Publications

Publications / SAND Report

Flexible and Scalable Data Fusion using Proactive Schemaless Information Services

Widener, Patrick W.

Exascale data environments are fast approaching, driven by diverse structured and unstructured data such as system and application telemetry streams, open-source information capture, and on-demand simulation output. Storage costs having plummeted, the question is now one of converting vast stores of data to actionable information. Complicating this problem are the low degrees of awareness across domain boundaries about what potentially useful data may exist, and write-once- read-never issues (data generation/collection rates outpacing data analysis and integration rates). Increasingly, technologists and researchers need to correlate previously unrelated data sources and artifacts to produce fused data views for domain-specific purposes. New tools and approaches for creating such views from vast amounts of data are vitally important to maintaining research and operational momentum. We propose to research and develop tools and services to assist in the creation, refinement, discovery and reuse of fused data views over large, diverse collections of heterogeneously structured data. We innovate in the following ways.
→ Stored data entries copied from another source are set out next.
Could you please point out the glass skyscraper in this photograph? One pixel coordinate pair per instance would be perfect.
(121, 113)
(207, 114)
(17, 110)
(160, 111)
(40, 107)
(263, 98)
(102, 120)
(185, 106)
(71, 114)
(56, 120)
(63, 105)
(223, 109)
First, we enable and encourage end-users to introduce customized index methods selected for local benefit rather than for global interaction (flexible multi-indexing). We envision rich combinations of such views on application data: views that span backing stores with different semantics, that introduce analytic methods of indexing, and that define multiple views on individual data items. We specifically decline to build a big fused database of everything providing a centralized index over all data, or to export a rigid schema to all comers as in federated query approaches. Second, we proactively advertise these application-specific views so that they may be programmatically reused and extended (data proactivity). Through this mechanism, both changes in state (new data in existing view collected) and changes in structure (new or derived view exists) are made known. Lastly, we embrace found data heterogeneity by coupling multi-indexing to backing stores with appropriate semantics (as opposed to a single store or schema).